Newsworthy:
Zoom’s API began throwing errors just after midnight Pacific for almost 22 hours on the 6th. Issues started right after Zoom’s previously-announced planned maintenance.
The platform likely broke something with authentication while doing other maintenance. And since the incident occurred over a weekend and did not impact the core functionality of joining meetings, it took Zoom almost a day to discover and fix the issue.
Notable Metrist-Reported Downtime
While these outages didn’t make the news, these issues caught by Metrist may have affected your company’s app and operations.
GCP
- GCP Compute Engine was unable to create new instances in GCP US East 4 on the 31st.
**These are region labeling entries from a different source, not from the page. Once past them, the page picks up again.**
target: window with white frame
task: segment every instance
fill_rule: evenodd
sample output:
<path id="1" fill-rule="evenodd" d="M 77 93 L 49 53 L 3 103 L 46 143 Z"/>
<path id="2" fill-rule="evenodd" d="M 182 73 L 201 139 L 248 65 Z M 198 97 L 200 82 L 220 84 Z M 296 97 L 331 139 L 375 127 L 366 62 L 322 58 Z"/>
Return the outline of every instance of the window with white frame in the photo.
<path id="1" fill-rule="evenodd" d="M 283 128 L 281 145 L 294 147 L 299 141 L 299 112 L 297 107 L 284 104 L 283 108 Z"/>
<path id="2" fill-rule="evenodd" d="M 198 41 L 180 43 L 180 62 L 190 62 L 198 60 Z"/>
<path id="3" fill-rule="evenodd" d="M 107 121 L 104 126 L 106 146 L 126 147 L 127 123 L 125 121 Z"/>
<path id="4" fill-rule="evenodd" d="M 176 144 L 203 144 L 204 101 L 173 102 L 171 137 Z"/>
The GCP error message indicated a lack of capacity.
AWS
- AWS EC2 was slow then unable to run new EC2 instances in AWS US East 2 for 50 minutes on the 31st. This was likely caused by the RDS outage mentioned below. It took more than 30 minutes for AWS to update their status page.
- AWS RDS was unable to create new RDS instances in AWS US East 2 for 44 minutes on the 31st. This incident was likely connected to the EC2 outage mentioned above.
Azure
- Azure AKS was unable to create clusters in Azure Canada Central for 34 minutes on the 1st.
Saas/Other
- PagerDuty was unable to create incidents with brief failures in all Metrist-monitored North America regions. This outage lasted for 10 minutes on the 1st. PagerDuty quickly updated their status page about an Events API issue.
- Zoom experienced an outage for a subset of users across North America. Participants were unable to connect to meetings for an outage of at least 33 minutes on the 3rd. A resolution was posted on Zoom’s status page at 11:33 am Pacific.
- Slack experienced on and off latency all day on Saturday when attempting to send messages from AWS US East 1 on the 5th.